According to Reuters, a Pfizer spokesman said that due to challenges to the supply chain of vaccine raw materials, Pfizer decided to cut its 2020 vaccine production target to half of the original plan. The exposure of this news caused Pfizer’s share price to fall, and Pfizer responded urgently.
Reuters reported that Pfizer said in recent weeks that it expected to produce 50 million doses of the coronavirus vaccine this year, which is far below the early target of 100 million doses. The vaccine developed by Pfizer reportedly uses a two-date solution, which means that 50 million doses of vaccine can vaccinate 25 million people.
A spokesman for the company said, “It took longer than expected to expand the raw material supply chain.” She also pointed out that Pfizer announced the results of clinical trials later than expected, which is also one reason for the expected reduction in production doses by the end of 2020.
According to the Wall Street Journal, an unnamed person directly involved in the development of Pfizer vaccine said that “some of the raw materials in early batches did not meet the standards”, which led to a delay in production.
Pfizer’s raw materials are reportedly from suppliers in the United States and Europe. Last month, the production of these raw materials was problematic, but Pfizer did not disclose details of the shortage of raw materials.
After the relevant reports came out, Pfizer’s share price fell 2% to $40.09 on Thursday. Shares of the German biotechnology company BioNTech (BNTX) closed down 2% to $118.68, and then fell 1% in after-hours trading. Shares of its vaccine competitor Moderna (MRNA) Biotechnology Company rose 10% to $157.26, and fell 2% a few hours later.
Pfizer told Barron Weekly that the data quoted by the Wall Street Journal was outdated. A Pfizer company’s guidelines since the second week of November have been to deliver 50 million doses of vaccines globally this year and 1.3 billion doses in 2021, a spokesperson said.
The Wall Street Journal updated it after the original report was published. The latest report pointed out that Pfizer announced on November 9 that it would expand its goal of producing vaccines this year.
It is reported that in the typical process of vaccine development and vaccination, pharmaceutical companies will wait until the product is approved before starting to purchase raw materials, establish production lines and supply chains to transport vaccines.

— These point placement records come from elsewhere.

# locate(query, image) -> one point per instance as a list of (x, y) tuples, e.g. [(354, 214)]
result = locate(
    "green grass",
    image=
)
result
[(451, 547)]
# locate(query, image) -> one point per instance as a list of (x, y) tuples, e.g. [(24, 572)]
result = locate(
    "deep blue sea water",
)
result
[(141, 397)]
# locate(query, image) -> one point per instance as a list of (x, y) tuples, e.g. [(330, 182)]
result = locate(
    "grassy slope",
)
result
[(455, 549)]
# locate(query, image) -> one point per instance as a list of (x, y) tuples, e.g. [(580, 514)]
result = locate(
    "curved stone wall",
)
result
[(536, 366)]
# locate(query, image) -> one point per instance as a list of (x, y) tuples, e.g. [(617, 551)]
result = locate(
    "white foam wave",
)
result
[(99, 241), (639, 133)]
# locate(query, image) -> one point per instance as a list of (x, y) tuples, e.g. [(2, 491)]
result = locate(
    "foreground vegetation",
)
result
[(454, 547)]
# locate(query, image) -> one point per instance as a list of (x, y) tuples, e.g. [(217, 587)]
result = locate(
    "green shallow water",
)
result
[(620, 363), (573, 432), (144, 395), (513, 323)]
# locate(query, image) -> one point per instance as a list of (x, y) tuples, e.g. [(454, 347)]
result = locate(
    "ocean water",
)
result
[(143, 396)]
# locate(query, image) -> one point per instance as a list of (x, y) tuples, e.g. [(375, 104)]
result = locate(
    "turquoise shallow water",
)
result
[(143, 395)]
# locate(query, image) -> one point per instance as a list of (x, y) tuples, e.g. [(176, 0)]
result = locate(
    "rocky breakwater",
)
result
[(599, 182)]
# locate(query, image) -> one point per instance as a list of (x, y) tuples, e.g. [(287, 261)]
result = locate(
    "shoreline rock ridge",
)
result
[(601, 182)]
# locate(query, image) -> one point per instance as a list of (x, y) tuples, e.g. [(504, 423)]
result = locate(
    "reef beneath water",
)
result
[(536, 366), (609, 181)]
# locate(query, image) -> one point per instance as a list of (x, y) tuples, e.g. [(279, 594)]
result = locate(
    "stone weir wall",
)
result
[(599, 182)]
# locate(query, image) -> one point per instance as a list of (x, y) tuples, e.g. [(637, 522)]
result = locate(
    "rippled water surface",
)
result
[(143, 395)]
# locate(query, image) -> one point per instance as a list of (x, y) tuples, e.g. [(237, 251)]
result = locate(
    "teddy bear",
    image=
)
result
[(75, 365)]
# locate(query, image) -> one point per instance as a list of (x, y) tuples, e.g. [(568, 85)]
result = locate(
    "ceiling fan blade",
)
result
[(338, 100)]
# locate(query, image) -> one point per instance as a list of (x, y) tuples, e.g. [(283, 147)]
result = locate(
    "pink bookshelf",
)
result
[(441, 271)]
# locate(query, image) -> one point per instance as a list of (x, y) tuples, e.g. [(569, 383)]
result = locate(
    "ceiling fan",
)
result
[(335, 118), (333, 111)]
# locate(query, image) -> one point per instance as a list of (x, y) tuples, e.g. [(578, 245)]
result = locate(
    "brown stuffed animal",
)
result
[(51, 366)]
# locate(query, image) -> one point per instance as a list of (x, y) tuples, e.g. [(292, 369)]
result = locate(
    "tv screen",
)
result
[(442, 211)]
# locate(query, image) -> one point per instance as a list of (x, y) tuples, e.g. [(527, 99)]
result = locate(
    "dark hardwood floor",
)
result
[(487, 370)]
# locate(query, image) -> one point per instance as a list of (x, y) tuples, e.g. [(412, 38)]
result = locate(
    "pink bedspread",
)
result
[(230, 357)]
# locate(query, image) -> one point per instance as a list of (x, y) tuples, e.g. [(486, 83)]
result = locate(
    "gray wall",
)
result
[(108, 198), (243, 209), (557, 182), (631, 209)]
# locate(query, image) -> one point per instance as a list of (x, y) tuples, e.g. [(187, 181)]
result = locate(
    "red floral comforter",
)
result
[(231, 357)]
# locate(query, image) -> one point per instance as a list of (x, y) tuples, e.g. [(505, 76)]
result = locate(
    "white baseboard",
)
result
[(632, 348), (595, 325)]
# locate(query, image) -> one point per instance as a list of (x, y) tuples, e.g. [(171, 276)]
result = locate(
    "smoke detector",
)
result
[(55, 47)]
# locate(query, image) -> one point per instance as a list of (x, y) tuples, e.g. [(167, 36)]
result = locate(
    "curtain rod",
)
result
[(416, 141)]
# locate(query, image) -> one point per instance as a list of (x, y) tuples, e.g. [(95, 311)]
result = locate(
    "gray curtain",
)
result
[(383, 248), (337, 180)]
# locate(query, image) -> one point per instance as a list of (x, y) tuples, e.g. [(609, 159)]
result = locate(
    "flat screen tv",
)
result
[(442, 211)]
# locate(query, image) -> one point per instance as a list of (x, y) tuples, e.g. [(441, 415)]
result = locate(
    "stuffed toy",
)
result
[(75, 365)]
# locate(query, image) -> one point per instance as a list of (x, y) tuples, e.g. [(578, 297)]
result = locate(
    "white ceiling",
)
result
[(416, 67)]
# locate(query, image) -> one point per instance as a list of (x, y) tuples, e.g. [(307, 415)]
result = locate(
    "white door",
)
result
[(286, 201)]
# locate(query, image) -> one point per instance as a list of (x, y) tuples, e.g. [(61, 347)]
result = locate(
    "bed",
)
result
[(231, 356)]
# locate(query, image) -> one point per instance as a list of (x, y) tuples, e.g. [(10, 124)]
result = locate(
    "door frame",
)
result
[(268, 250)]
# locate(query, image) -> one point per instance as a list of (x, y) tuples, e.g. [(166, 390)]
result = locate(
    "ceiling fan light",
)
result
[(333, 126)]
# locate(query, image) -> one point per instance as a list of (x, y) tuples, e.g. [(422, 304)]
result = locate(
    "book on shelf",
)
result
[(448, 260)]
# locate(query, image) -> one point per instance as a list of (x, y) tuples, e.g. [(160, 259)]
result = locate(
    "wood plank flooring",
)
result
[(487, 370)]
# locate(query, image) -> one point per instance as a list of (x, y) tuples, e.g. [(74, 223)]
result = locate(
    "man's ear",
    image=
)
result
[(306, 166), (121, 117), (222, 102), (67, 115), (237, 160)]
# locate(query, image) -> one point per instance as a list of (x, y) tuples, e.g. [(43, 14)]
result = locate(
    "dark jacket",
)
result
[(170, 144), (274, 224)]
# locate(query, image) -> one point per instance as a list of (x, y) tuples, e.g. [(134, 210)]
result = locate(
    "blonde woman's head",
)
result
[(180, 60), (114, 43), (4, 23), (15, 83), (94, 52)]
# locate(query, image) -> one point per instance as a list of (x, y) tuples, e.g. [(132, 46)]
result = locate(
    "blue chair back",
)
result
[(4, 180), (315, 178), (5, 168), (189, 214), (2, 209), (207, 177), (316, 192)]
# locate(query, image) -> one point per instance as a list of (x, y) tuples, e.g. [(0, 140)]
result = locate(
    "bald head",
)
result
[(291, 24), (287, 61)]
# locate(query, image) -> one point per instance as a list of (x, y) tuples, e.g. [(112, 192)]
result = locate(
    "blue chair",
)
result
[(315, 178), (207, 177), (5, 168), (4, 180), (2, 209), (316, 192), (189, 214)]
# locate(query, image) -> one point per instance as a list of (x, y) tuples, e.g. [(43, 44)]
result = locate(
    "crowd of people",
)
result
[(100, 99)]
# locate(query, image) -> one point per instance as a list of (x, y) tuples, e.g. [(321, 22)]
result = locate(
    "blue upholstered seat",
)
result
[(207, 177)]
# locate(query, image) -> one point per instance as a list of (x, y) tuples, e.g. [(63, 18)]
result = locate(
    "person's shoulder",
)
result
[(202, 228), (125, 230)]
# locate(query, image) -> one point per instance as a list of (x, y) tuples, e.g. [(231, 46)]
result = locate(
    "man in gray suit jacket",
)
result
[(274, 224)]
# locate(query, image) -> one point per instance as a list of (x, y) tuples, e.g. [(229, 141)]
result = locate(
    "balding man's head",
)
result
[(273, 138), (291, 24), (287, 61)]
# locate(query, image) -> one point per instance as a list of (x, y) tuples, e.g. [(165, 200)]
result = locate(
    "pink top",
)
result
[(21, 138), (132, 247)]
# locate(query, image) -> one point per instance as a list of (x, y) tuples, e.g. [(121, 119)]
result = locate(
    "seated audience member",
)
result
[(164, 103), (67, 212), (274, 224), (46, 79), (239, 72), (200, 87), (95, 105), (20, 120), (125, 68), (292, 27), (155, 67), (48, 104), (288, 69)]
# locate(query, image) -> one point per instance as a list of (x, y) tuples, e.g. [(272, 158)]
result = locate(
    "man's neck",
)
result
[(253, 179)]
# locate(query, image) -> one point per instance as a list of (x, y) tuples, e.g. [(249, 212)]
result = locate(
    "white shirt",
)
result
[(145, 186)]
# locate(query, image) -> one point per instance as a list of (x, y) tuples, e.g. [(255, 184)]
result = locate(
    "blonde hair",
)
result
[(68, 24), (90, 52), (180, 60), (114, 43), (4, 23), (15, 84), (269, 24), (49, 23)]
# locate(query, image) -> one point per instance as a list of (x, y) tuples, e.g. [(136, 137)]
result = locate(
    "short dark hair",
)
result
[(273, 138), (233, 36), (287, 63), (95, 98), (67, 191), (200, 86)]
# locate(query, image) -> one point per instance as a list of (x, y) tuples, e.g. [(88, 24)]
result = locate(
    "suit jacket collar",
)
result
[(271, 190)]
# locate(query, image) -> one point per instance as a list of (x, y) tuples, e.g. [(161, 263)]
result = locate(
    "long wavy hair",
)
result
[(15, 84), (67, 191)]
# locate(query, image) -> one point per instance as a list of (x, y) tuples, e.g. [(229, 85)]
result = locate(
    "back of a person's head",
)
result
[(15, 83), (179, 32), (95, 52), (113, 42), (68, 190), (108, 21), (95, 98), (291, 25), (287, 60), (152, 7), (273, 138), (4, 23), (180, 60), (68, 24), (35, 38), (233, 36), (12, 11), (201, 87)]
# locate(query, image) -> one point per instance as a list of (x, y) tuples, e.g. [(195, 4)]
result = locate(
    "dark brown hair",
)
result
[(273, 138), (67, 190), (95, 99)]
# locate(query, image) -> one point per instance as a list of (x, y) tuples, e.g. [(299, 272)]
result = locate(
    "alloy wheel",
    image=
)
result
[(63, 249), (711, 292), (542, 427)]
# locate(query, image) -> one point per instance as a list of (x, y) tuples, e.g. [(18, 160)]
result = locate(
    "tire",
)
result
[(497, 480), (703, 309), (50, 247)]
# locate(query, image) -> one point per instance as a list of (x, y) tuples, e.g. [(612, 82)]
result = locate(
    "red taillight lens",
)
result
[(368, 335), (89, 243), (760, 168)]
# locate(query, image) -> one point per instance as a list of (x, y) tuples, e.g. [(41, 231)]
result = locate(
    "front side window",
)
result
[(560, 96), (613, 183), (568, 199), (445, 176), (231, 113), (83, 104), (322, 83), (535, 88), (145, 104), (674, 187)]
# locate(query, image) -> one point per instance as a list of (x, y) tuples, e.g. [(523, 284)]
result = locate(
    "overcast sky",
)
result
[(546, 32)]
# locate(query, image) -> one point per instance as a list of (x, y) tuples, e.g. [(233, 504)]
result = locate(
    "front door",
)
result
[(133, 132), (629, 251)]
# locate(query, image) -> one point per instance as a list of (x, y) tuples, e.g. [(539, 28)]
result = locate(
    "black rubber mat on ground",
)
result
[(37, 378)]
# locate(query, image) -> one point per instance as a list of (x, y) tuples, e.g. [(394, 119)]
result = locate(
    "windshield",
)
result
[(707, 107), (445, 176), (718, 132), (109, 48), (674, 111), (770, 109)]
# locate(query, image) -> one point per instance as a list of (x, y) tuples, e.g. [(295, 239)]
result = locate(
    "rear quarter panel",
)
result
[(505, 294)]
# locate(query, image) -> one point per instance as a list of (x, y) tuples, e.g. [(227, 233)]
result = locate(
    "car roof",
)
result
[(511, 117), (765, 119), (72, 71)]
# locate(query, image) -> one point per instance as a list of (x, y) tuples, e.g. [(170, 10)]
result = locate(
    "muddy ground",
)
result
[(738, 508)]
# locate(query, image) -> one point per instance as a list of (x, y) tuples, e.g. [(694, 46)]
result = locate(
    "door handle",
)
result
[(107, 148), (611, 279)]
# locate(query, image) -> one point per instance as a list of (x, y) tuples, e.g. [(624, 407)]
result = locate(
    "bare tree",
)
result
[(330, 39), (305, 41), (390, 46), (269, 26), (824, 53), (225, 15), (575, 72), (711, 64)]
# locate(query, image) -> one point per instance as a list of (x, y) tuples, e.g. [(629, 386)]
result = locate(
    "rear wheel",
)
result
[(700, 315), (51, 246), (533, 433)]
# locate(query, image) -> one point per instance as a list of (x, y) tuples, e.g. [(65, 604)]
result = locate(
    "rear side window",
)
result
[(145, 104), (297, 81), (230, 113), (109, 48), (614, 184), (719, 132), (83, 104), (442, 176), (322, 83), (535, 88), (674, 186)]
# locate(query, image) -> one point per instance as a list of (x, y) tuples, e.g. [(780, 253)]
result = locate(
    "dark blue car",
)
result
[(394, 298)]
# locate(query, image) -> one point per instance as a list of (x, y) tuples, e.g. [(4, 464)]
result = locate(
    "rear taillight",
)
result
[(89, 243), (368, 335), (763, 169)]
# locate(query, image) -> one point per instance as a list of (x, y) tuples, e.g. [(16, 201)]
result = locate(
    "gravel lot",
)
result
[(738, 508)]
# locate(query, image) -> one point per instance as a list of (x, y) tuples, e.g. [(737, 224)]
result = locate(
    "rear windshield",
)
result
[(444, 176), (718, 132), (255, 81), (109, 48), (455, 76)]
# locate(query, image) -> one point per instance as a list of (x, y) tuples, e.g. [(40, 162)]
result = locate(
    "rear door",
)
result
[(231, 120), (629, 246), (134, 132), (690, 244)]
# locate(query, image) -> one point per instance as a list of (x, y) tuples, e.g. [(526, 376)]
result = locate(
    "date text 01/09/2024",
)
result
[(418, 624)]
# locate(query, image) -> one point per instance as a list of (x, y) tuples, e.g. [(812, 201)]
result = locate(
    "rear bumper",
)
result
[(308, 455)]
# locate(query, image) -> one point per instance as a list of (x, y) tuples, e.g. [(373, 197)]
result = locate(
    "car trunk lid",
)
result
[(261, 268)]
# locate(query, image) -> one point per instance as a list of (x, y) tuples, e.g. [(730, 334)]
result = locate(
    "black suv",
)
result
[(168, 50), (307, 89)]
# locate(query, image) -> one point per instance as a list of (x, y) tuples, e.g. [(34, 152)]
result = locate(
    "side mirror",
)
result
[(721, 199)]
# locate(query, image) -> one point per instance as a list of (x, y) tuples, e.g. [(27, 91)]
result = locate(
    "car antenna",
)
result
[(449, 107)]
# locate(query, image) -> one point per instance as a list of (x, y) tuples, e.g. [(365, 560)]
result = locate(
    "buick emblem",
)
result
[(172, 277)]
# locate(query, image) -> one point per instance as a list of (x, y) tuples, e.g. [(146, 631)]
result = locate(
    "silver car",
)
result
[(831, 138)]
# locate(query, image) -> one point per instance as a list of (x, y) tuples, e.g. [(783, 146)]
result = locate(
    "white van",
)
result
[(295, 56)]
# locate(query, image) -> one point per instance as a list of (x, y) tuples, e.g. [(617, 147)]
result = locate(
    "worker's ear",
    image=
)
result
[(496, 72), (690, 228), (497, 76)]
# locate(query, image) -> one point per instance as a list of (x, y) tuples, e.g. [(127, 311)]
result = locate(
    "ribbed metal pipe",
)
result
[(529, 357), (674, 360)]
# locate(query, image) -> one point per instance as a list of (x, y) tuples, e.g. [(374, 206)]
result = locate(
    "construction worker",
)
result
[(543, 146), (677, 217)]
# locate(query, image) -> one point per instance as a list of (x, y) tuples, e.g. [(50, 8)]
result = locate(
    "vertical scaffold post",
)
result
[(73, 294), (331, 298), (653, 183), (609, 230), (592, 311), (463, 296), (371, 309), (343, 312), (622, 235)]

But Pfizer has never produced a vaccine using mRNA technology, so it has to expand its production capacity for a long time when the research is still in progress. People familiar with the matter said: “We started to build the supply chain in March, when the vaccine was still under development. This is unprecedented.”
Pfizer and the German pharmaceutical company BioNtech are currently planning to launch 1.3 billion doses of vaccines in 2021, and the 50 million vaccine gap will be filled this year as production increases.
The UK has reportedly ordered 40 million doses of vaccine from Pfizer, enough to vaccinate 20 million people. The UK government said in November that up to 10 million doses of vaccines could be delivered during the year, but now it is expected that between 4 million and 5 million vaccines will be shipped.
The U.S. government has placed an initial order for 100 million doses of vaccines from Pfizer, and another 500 million doses can be purchased. The EU has booked 200 million doses of vaccines and has reserved 100 million doses for additional purchase. Japan ordered 120 million doses, and many countries in South America and the Asia-Pacific region also placed large orders.